Like we mentioned earlier, you will most certainly move backwards if you stand there and do nothing. (Think, burying your money in a tin can in the backyard. I don’t recommend this for a number of reasons, one of which being that paper money can and will disintegrate over long periods of time!)
Even if you move forward slowly (i.e., ultra-conservative investments), you will still move backwards, albeit at a slower pace.
If you want to make any progress up the escalator, you will need to move upwards faster than the escalator is bringing you downwards. With the Fed having set their target inflation rate at around 2%, your investments will have to earn at minimum 2% annually.
If you want to make any progress up the escalator, you will need to move upwards faster than the escalator is bringing you downwards.
Certain asset classes are better protected against inflation than others, including equities, real estate, and commodities. It’s matters like these where having a certified investment professional on your team can serve your portfolio well if managed properly.
Ultimately, the best thing an individual investor can do to protect themselves against inflation over the long term is to maintain a balanced portfolio. Investments should be diversified enough to withstand the downturns and aggressive enough to prevent the backwards push of inflation.
Conclusion
We’ve just defined and examined the fundamental causes of inflation in the economy.
To help paint the picture as it relates to you, the individual investor, we compared inflation to a downward escalator inhibiting you from reaching the pinnacle.
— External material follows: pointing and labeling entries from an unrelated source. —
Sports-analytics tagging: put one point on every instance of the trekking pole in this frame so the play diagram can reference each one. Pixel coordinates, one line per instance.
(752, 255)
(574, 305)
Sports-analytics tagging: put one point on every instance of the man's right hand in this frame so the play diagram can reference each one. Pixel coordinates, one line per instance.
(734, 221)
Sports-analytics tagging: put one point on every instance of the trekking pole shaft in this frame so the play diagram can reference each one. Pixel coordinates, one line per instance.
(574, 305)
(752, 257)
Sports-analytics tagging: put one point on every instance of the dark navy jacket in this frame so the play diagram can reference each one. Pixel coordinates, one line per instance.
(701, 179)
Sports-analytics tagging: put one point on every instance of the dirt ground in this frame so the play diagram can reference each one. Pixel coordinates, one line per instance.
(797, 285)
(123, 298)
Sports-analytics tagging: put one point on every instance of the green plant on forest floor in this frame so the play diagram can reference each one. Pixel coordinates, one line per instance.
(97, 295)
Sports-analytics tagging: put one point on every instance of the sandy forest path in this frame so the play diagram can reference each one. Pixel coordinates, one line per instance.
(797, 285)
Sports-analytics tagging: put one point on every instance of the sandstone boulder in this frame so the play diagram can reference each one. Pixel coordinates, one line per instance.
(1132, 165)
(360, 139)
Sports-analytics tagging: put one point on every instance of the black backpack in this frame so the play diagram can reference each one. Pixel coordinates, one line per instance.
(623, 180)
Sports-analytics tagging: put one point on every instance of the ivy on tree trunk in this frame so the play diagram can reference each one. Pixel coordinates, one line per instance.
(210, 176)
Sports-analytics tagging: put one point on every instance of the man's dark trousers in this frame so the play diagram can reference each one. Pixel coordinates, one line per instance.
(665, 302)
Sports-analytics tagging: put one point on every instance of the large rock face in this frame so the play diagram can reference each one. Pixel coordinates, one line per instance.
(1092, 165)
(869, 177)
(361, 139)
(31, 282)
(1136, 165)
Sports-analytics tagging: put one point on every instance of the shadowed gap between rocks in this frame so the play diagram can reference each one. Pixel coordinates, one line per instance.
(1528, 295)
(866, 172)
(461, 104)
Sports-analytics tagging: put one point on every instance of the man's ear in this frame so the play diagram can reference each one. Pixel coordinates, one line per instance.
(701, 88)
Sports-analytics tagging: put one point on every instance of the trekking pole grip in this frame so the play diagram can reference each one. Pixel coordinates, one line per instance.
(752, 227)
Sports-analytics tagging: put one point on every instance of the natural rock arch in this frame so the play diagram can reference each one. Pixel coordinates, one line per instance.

In this visual, the speed of the escalator is analogous to the rate of inflation.
Here’s the deal: You cannot control the speed of the escalator… unless perhaps you become chair of the Fed.
Recent stimulus packages and governmental maneuvers may lead you to worry about rising inflation. We won’t speculate on outcomes in this article, though we have our opinions on where inflation is headed over the near term.
The important matter is that you understand the basic principle of inflation and your role in combating it in your investments.
Do this and you’ll already be ahead of the curve.
A diversified portfolio does not assure a profit or protect against loss in a declining market.